# 2015 massey ferguson 5612 overheating



## Kkennedy1194 (Aug 1, 2021)

All at once starting overheating replaced thermostat 
Removed water pump inspected it found nothing wrong. Tractor only has 1000 hours. Radiator is clean runs hot at an idle or moving almost like the coolant isn't circulating. No pressure in the degas bottle. I'm at a loss


----------



## BigT (Sep 15, 2014)

Hello Kkennedy1194, welcome to the forum.
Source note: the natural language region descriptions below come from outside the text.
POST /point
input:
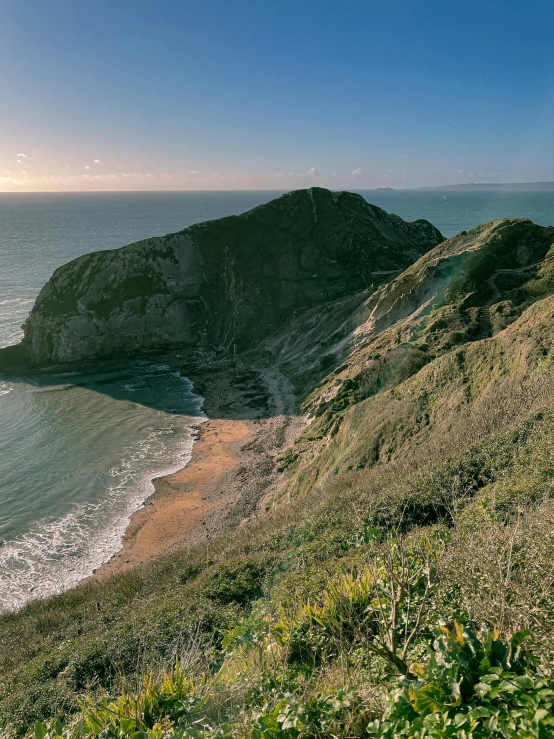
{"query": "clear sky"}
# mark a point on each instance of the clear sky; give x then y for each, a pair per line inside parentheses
(274, 94)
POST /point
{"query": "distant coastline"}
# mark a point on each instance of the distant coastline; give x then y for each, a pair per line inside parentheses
(510, 186)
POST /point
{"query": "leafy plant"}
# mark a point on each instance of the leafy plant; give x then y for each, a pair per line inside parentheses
(382, 607)
(472, 687)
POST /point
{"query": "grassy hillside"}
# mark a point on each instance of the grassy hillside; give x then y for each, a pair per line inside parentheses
(402, 582)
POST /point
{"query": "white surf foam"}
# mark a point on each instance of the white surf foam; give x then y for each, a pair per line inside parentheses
(57, 553)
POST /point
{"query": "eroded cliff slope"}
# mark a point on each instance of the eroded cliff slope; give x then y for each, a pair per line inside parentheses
(229, 282)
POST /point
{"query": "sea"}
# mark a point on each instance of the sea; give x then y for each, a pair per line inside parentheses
(79, 450)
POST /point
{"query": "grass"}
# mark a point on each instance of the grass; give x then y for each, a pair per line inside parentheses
(402, 586)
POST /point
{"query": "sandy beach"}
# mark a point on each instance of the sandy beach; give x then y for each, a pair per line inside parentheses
(231, 470)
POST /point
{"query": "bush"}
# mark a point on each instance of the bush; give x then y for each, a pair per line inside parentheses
(472, 687)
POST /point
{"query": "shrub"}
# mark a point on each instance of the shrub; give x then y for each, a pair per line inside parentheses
(473, 686)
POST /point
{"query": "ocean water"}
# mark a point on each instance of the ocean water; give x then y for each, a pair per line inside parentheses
(78, 451)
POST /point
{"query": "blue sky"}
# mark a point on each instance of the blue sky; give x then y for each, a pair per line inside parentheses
(214, 94)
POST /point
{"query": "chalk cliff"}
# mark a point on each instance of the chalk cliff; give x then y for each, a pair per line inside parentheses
(228, 282)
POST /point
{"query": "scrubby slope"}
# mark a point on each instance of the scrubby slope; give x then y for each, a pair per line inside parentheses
(420, 492)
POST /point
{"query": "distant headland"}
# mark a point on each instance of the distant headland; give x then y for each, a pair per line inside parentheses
(532, 186)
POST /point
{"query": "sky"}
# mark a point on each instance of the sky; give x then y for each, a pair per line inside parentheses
(274, 94)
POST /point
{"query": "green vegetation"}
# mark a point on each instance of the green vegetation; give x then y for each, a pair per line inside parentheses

I presume that you have checked the thermostat?? If the thermostat is stuck closed, your tractor will overheat

You may have a head gasket leak, combustion gases getting into the cooling system. You can buy a test kit to check for combustion gases in the coolant at an auto parts store. You can also observe for tiny bubbles in the coolant when it starts to get hot. The alarming feature about a head gasket leak is how quickly it gets hot.


----------



## SidecarFlip (Mar 25, 2021)

A degas bottle should never be pressurized. All it does is keep the system full of coolant and free of air. Basically the bottle replaces the air space in the upper tank of the rad and allows a bit more coolant capacity. If the thermostat is working correctly and the water pump is circulating coolant, I lean toward a head gasket as well. pretty easy to tell too. Look for bubbles in your degas bottle when the engine is running. Continuous bubbles mean a head gasket failure.


----------